Erst Neuruppin mit der XYBande, jetzt Brandenburg an der Havel: Erneut wird eine märkische Stadt durch einen Skandal erschüttert. Brandenburgs SPD-Bürgermeister Norbert Langerwisch hat sich von einem stadtbekannten Unterwelt-Zampano vor einem Jahr im Oberbürgermeister-Wahlkampf helfen lassen – und dann die Öffentlichkeit über die kumpelhaften Kontakte zu dem jetzt angeklagten Drogendealer und früheren V-Mann belogen. Was ist plötzlich los im Brandenburgischen?

Leider muss man sogar Fortsetzungen befürchten. Der Nährboden, in dem so etwas gedeihen kann, ist gar nicht so selten im Lande. Besonders anfällig sind kleine, im eigenen Saft schmorende Städte. Da kennt man sich, hält zusammen, pflegt Freundschaften wie Feindschaften. Da regiert oft ein für Außenstehende schwer durchschaubares Beziehungsgeflecht mit persönlichen Abhängigkeiten und Befangenheiten. Da gehen kommunale Politik und Wirtschaft fließend ineinander über, Kleinstadt-Filz eben. Alarmieren muss, dass in Neuruppin und Brandenburg plötzlich Kriminelle im Spiel sind.

Hängen diese neuen Grenzüberschreitungen womöglich damit zusammen, dass es im Osten längst eine geduldete Grauzone zwischen legalem und illegalem Wirtschaften gibt? Dass Schwarzarbeit so allgegenwärtig ist wie Steuer- Tricksereien und selbst Fremde in einer märkischen KfZ-Werkstatt schon mal offen gefragt werden: „Mit oder ohne Rechnung?“ Das mögen übliche Begleiterscheinungen der Wirtschaftskrise sein. Aber sie zeugen auch von der Erosion gesellschaftlich-politischer Kultur und Moral, von schwindendem Bewusstsein, was man tut und was man zu lassen hat: Sitten verlottern, Maßstäbe schwinden.

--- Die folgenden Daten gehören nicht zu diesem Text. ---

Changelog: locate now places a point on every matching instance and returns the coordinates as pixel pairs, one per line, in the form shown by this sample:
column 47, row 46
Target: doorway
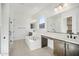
column 44, row 42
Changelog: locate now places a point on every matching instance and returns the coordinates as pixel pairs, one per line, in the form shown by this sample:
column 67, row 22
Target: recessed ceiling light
column 60, row 7
column 55, row 9
column 65, row 5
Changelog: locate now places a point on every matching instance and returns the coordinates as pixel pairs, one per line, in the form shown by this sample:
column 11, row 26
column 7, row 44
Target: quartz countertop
column 62, row 36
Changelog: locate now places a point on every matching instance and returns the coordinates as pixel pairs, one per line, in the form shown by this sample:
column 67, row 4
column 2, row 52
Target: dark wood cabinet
column 62, row 48
column 59, row 48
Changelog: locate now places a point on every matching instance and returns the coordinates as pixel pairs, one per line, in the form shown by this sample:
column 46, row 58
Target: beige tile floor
column 21, row 49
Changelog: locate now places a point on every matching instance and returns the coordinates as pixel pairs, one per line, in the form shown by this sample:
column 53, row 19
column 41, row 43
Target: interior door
column 59, row 48
column 72, row 49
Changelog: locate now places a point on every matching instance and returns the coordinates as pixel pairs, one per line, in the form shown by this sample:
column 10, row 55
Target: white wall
column 50, row 44
column 74, row 13
column 0, row 28
column 5, row 30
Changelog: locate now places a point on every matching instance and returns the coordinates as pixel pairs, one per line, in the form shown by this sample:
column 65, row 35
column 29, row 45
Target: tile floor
column 21, row 49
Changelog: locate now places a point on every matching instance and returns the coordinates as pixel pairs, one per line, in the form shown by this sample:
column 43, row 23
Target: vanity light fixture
column 60, row 7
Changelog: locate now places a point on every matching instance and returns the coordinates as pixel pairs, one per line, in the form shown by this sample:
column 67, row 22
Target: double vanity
column 64, row 44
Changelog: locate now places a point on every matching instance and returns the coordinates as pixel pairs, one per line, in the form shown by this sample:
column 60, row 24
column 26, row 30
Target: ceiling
column 33, row 10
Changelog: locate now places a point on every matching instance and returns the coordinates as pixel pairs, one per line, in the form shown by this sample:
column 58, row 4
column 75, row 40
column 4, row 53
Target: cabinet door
column 72, row 49
column 59, row 48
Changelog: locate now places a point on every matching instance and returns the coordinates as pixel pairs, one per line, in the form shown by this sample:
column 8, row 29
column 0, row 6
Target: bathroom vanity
column 63, row 45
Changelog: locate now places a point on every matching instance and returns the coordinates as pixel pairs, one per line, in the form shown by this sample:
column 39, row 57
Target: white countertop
column 62, row 36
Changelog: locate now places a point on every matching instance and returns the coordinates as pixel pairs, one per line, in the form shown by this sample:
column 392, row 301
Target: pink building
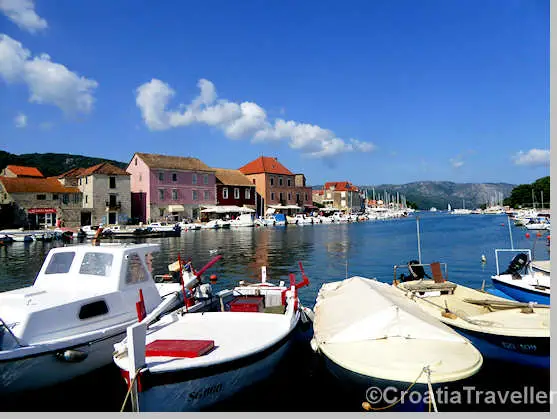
column 165, row 188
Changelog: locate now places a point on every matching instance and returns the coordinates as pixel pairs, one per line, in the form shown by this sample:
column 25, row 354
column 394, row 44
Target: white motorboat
column 191, row 360
column 82, row 301
column 500, row 328
column 371, row 335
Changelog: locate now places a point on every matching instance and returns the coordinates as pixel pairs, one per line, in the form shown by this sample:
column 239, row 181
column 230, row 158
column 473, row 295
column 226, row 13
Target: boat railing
column 527, row 251
column 3, row 328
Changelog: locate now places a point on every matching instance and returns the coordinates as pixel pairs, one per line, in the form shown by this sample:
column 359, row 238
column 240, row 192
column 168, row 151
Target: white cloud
column 20, row 120
column 22, row 13
column 237, row 120
column 48, row 82
column 534, row 157
column 456, row 163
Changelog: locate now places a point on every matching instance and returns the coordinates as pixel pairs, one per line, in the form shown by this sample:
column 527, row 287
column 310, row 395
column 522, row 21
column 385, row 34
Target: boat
column 369, row 334
column 500, row 328
column 82, row 301
column 198, row 356
column 520, row 280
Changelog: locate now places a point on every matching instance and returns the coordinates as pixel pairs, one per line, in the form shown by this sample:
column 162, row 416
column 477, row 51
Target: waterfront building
column 165, row 188
column 38, row 202
column 342, row 195
column 276, row 186
column 106, row 193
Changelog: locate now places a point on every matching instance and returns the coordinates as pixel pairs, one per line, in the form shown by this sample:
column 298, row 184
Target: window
column 60, row 263
column 135, row 271
column 98, row 308
column 96, row 264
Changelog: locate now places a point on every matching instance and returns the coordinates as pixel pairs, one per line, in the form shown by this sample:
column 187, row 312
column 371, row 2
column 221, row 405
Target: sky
column 372, row 92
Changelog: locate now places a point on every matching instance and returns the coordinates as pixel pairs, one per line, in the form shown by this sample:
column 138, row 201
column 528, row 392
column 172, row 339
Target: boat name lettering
column 199, row 394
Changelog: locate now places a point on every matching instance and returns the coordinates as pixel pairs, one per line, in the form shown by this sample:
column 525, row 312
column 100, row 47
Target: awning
column 223, row 209
column 41, row 211
column 175, row 208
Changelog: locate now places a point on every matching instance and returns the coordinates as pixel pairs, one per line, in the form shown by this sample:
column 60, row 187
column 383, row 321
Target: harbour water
column 329, row 253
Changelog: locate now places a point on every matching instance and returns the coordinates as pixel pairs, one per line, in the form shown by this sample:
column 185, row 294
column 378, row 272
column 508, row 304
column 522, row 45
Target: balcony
column 111, row 206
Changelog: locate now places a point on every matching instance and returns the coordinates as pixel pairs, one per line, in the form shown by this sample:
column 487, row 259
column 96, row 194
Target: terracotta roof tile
column 159, row 161
column 265, row 165
column 24, row 171
column 22, row 185
column 232, row 177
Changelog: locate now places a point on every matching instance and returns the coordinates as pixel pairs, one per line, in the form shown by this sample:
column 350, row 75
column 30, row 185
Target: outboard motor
column 518, row 263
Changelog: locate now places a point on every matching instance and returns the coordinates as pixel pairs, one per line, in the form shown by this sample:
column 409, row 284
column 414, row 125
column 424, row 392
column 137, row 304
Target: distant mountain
column 52, row 164
column 427, row 194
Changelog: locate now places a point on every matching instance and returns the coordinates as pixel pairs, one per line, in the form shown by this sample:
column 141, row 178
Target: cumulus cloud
column 237, row 120
column 533, row 157
column 22, row 13
column 456, row 162
column 20, row 120
column 48, row 82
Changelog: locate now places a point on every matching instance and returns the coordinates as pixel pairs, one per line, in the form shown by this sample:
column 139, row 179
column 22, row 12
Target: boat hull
column 528, row 351
column 47, row 368
column 200, row 388
column 521, row 294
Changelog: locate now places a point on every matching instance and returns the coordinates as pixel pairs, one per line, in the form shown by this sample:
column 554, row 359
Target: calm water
column 329, row 253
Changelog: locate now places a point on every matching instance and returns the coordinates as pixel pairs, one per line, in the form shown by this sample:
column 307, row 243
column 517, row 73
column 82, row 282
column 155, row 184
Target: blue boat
column 519, row 281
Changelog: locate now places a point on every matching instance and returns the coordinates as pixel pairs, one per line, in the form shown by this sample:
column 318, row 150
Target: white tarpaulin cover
column 360, row 309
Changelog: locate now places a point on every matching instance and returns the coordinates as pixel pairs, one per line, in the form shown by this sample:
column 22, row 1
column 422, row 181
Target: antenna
column 418, row 230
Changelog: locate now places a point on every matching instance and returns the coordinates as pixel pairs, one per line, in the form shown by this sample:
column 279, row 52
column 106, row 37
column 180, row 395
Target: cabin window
column 98, row 308
column 60, row 263
column 135, row 271
column 96, row 264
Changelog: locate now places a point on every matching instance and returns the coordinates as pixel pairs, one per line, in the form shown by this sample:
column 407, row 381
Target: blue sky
column 384, row 91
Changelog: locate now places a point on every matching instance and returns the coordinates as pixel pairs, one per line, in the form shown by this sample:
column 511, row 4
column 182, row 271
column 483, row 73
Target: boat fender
column 71, row 355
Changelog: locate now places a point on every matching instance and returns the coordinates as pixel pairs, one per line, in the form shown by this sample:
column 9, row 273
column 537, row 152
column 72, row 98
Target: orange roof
column 22, row 185
column 24, row 171
column 341, row 186
column 265, row 165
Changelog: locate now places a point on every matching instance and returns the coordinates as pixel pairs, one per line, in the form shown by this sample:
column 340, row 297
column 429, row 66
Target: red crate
column 179, row 348
column 252, row 304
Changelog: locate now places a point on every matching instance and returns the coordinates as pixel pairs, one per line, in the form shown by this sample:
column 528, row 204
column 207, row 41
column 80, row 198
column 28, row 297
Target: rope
column 367, row 406
column 130, row 389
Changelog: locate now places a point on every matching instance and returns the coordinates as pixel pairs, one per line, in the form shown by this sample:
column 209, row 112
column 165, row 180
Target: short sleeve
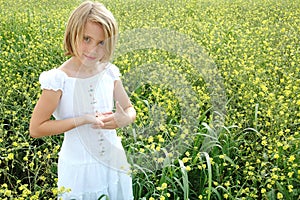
column 114, row 72
column 53, row 79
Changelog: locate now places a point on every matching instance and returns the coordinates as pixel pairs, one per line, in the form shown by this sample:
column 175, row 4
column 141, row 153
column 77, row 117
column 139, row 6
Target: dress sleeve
column 114, row 72
column 53, row 79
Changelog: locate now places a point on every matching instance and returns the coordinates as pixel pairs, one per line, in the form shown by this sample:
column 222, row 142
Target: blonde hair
column 93, row 12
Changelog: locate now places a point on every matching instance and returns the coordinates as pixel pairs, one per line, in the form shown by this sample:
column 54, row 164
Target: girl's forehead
column 93, row 29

In der Stadt Brandenburg ist deshalb erschreckender als der Skandal selbst der laue Aufschrei, der laxe Umgang damit. Oberbürgermeisterin Dietlind Tiemann (CDU) will zwar versuchen, ihren Stellvertreter abwählen zu lassen – doch sie riskiert eine Niederlage. Die Mehrheiten im Stadtparlament sind äußerst knapp, der populäre wie reuige Bürgermeister hat viele Freunde. Und: Gerade in kleinen Städten sind eben auch lokale Medien ein politischer Faktor: Da enthüllte pikanterweise der private Stadtsender, der dem Ehemann der CDU-Oberbürgermeisterin gehört, als Erster die Affäre um Langerwisch. Dem SPD-Politiker wiederum ist die einflussreichere Lokalzeitung nicht erst jetzt auffällig gewogen. Das Blatt hat Langerwischs Grenzverletzung von Anfang an heruntergespielt.

Dabei war sie mehr als eine „politische Dummheit“. Denn als Vize-Stadtoberhaupt Langerwisch die Nähe zu der verhafteten Kiezgröße leugnete, jedwede Wahlhilfe dementierte und damit log, wussten das ein dutzend befreundete Unternehmer – die teilweise auch mit der Stadt Geschäfte abwickeln. Brandenburgs Bürgermeister und Baubeigeordneter war mithin monatelang nicht frei in seiner Amtsführung, im schlimmsten Fall sogar erpressbar. Freilich, selbst das ist irgendwann egal, wenn die allgemeine Stimmung so ist, wie sie ist – und durch den Skandal noch bestärkt wird: dass Politiker ja sowieso lügen.